Geçtiğimiz yılın Eylül ayında, esnaf ve sanatkarlarımızın yıllık aidat ve katılma borçları yeniden yapılandırılmıştı. Bunun yanında bazı prim borçlarının da yeniden yapılandırılması sağlanmıştı.

Ancak bu alandaki yetersizlik ve mağduriyetler de bitmiş değildir. Ve bu bağlamda şikayetleri de kararlı bir şekilde takip ediyoruz.

Milliyetçi Hareket Partisi aileleriyle birlikte sayıları 10 milyonu bulan esnaf kardeşlerimizin sözcüsü, tercümanı ve önşartsız destekçisidir.

‘Esnafım’ demenin tarihsel kıvancı MHP’yle tekrar canlanacaktır.

MHP esnafımızın hakkını savunmak, perişanlığını bitirmek için her hazırlığını tamamlamaktadır.

Milliyetçi Hareket, esnafın partisi, esnafın müdafaasıdır.

Milliyetçi Hareket çiftçinin, memurun, işçinin, emeklinin, dar ve orta gelirlilerin can simididir.

Milliyetçi Hareket Türk milletinin şahdamarı, tüm Türkiye’nin umut hazinesidir.

Şu an, bir yanda işini yapıp, diğer yanda bizi dinleyen esnaf kardeşim; Milliyetçi Hareket Partisi senin için vardır, senin mutluluğun için geceyi gündüze katacaktır.

Bu, ahiliğin vicdanını millet vicdanı gören Milliyetçi Hareket’in sözüdür, senedidir, açık çekidir.

Huzursa beklenen, biz varız.

Bereketse istenen, biz yaparız.

İstikrarsa aranan, biz sağlarız.

İktidarsa hedeflenen, Allah’ın izniyle biz ulaşırız ve herkes bilsin ki mutlaka ulaşacağız.

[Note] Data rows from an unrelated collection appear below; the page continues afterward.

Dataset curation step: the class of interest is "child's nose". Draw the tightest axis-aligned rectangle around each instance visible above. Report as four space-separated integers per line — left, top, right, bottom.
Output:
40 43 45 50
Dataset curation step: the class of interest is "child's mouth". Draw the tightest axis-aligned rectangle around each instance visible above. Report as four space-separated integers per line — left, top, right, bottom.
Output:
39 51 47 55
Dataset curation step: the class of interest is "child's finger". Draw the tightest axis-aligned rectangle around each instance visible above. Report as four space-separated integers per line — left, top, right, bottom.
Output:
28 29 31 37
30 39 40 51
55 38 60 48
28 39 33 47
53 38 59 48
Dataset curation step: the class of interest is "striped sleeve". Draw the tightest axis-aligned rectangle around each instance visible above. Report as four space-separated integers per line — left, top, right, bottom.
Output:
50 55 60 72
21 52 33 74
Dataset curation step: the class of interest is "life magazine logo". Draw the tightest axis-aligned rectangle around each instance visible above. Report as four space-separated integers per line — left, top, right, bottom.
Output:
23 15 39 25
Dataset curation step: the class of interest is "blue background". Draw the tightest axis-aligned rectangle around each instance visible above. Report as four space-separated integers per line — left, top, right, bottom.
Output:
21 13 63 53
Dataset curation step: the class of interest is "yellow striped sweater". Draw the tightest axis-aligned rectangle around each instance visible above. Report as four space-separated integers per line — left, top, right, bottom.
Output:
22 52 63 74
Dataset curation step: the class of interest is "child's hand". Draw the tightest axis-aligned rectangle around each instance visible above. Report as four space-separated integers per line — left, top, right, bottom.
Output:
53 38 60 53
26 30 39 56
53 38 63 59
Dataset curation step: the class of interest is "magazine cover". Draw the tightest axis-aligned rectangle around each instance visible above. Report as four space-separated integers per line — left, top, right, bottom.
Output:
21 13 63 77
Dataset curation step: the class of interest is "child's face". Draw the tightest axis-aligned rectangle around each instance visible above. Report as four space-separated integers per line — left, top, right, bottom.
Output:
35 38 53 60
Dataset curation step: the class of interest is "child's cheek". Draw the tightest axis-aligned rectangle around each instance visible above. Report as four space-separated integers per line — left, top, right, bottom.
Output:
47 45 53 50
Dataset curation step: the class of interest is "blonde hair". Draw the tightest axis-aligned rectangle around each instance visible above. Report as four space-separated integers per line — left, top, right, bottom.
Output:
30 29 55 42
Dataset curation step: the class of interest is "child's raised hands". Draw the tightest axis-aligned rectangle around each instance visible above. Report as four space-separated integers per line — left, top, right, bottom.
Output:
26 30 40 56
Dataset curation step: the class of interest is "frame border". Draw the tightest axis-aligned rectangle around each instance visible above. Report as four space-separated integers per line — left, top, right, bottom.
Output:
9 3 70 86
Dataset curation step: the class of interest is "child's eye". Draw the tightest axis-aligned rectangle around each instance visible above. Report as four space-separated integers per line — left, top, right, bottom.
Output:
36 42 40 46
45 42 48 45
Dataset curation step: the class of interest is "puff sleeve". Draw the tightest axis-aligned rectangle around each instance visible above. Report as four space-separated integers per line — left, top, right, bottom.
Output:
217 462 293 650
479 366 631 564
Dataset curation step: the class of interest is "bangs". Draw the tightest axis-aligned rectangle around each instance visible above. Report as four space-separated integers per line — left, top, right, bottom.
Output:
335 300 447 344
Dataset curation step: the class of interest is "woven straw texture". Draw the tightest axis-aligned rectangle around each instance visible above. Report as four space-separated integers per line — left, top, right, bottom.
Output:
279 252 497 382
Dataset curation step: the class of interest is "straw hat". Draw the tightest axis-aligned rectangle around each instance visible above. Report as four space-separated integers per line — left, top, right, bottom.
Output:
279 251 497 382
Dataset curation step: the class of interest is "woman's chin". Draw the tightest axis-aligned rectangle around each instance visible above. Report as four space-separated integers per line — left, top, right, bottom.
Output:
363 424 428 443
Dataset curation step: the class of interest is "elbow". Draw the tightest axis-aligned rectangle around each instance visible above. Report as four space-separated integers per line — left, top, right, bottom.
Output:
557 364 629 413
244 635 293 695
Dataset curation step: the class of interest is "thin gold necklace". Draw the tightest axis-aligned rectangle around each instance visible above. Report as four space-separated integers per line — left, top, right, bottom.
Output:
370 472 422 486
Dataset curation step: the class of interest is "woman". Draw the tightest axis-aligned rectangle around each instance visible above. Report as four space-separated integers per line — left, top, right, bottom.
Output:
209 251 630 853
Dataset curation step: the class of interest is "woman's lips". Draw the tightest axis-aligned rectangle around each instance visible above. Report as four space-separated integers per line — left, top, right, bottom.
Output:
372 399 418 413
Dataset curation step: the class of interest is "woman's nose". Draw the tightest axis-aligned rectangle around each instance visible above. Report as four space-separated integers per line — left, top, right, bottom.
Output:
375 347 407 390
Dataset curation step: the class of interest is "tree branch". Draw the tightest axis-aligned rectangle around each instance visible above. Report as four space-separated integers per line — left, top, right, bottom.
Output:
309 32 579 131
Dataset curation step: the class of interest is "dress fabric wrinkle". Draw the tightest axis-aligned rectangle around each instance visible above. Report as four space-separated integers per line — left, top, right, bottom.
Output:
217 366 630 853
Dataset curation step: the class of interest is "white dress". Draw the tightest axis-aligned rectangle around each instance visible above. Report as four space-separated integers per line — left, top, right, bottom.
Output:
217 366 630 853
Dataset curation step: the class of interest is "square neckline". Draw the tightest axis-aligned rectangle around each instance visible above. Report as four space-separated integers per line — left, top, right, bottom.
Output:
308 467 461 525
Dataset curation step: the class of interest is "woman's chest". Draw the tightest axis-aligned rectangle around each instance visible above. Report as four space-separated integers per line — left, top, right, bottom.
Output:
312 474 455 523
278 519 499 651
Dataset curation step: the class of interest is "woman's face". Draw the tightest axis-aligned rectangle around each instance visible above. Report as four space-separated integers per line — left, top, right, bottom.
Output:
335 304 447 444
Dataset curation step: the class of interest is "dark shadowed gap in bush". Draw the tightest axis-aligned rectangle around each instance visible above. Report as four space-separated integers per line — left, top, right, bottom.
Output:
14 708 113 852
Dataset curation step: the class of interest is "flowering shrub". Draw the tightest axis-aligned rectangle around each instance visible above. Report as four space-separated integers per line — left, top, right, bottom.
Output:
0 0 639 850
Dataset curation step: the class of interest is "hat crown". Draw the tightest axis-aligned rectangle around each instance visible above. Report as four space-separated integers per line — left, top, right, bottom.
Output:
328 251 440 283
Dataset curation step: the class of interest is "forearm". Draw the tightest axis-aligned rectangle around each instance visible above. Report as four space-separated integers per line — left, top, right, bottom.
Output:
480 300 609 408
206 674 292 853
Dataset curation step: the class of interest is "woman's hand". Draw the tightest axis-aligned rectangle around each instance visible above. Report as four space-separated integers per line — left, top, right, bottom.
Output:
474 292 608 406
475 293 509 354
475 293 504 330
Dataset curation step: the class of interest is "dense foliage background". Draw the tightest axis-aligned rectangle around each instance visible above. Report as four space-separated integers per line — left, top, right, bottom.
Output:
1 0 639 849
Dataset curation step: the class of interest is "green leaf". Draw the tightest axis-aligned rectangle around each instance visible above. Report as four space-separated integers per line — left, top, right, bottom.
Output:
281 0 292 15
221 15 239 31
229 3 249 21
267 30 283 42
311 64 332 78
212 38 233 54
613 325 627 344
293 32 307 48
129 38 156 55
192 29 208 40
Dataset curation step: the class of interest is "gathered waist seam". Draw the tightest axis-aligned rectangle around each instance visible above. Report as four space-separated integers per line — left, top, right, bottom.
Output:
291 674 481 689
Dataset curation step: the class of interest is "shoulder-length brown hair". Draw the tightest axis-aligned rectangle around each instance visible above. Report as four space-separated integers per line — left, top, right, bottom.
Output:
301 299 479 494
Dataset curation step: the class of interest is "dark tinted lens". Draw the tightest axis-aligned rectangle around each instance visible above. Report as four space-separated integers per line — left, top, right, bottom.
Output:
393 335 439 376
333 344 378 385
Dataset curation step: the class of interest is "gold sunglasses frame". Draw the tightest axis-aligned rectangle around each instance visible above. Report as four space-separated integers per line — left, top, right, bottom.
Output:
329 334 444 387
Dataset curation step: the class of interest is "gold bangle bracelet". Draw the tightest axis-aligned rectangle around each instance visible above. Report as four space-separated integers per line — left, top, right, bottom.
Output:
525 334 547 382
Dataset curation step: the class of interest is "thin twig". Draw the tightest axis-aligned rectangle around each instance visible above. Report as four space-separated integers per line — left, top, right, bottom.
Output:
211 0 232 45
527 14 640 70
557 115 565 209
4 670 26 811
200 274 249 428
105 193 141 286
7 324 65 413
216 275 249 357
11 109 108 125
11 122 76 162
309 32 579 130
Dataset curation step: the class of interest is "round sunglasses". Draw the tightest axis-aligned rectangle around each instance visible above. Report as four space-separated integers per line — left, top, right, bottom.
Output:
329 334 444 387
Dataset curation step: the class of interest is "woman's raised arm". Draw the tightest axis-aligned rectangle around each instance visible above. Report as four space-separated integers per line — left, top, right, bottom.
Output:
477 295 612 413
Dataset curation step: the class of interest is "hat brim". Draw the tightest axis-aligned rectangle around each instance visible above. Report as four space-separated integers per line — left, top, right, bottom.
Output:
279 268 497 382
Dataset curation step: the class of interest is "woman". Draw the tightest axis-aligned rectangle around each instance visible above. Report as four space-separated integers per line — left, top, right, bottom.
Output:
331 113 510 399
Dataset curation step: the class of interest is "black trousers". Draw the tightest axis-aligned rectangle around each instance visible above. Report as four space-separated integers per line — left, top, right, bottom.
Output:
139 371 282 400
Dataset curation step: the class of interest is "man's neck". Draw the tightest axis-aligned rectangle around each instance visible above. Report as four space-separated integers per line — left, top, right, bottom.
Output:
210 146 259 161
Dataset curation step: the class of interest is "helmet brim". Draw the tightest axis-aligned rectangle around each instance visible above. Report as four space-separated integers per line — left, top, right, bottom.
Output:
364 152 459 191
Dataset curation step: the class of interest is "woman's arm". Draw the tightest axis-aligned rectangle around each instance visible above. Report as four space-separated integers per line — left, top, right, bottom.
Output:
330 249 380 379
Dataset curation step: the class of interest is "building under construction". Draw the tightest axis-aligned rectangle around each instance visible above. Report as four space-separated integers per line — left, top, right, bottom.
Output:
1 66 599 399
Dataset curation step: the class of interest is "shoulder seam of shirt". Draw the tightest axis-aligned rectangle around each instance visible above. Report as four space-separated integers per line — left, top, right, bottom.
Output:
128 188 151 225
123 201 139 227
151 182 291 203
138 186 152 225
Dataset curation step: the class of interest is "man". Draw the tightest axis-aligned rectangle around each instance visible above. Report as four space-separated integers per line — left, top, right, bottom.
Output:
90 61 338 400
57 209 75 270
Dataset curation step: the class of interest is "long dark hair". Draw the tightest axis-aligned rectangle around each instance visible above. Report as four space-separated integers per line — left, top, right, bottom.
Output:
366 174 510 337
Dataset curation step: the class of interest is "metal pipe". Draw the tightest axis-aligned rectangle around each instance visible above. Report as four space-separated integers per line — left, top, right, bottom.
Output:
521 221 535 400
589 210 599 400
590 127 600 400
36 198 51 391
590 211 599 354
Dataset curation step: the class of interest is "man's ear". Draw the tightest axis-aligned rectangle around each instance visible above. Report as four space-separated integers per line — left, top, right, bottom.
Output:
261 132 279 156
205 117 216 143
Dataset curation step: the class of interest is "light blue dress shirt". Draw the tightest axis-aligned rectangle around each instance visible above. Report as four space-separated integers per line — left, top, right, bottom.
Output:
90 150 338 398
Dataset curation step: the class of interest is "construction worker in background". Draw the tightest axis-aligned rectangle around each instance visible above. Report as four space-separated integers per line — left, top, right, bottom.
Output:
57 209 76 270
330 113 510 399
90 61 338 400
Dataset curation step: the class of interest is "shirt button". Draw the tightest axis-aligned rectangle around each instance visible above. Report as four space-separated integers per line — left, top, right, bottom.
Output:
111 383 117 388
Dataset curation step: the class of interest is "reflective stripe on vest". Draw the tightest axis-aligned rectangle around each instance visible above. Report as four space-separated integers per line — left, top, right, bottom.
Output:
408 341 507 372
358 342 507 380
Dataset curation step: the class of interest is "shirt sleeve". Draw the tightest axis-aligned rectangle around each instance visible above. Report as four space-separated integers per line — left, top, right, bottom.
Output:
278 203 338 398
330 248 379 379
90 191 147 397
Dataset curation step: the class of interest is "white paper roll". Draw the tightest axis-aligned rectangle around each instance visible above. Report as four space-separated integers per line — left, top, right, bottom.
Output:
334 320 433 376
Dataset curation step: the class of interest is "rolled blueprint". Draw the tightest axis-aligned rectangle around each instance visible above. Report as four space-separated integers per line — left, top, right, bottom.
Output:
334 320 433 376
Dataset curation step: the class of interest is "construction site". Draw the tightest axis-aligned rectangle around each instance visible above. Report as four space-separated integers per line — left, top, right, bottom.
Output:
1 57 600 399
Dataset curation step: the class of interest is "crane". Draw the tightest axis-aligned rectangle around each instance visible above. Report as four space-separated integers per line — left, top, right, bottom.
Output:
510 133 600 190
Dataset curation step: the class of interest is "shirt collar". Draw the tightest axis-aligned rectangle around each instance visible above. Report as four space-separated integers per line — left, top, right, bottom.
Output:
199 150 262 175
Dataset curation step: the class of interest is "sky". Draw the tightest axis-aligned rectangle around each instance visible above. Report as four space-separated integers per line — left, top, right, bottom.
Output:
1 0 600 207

Erdoğan Davutoğlu’nun şeffaflık programını medya üzerinden eleştirmiş Başbakan’ın vidalarını sıkmıştır.

 

Erdoğan resmen saray darbesi yapmıştır.

Allah hiç kimseyi Sayın Ahmet Davutoğlu’nun durumuna düşürmesin.

Güç kaybı yaşatmasın.

Erdoğan önemli konuların kendisiyle istişare edilmediğinden yakınmıştır.

Davutoğlu istemeden de olsa uysal bir maske taşınmıştır.

62. hükümet tam anlamıyla mevta olmuştur.

Beştepe vesayetinin basamaklarından derin mahsene inmiştir.

Erdoğan dün bakanlar kuruluna başkanlık ederek ipleri tamamen eline almıştır.

 

Erdoğan’ın yanı başında oturan Davutoğlu’nun yüzü asılmıştır.

Erdoğan tek adam olmak için son kozlarını oynamaktadır.

Osmanlı nedir diye sorsanız iki kelime söyleyemeyenler başkanlık falı açmaktadır.

Ahlaksızlar 7 Haziran’da sokağa bile çıkamayacaklardır.

Bu oyunlar 7 Haziran’da sona erecektir.

Türkiye 7 Haziran’da hem AKP hem de PKK’dan kurtulacaktır.

Erdoğan’ın başkanlık hayalleri sona erecektir.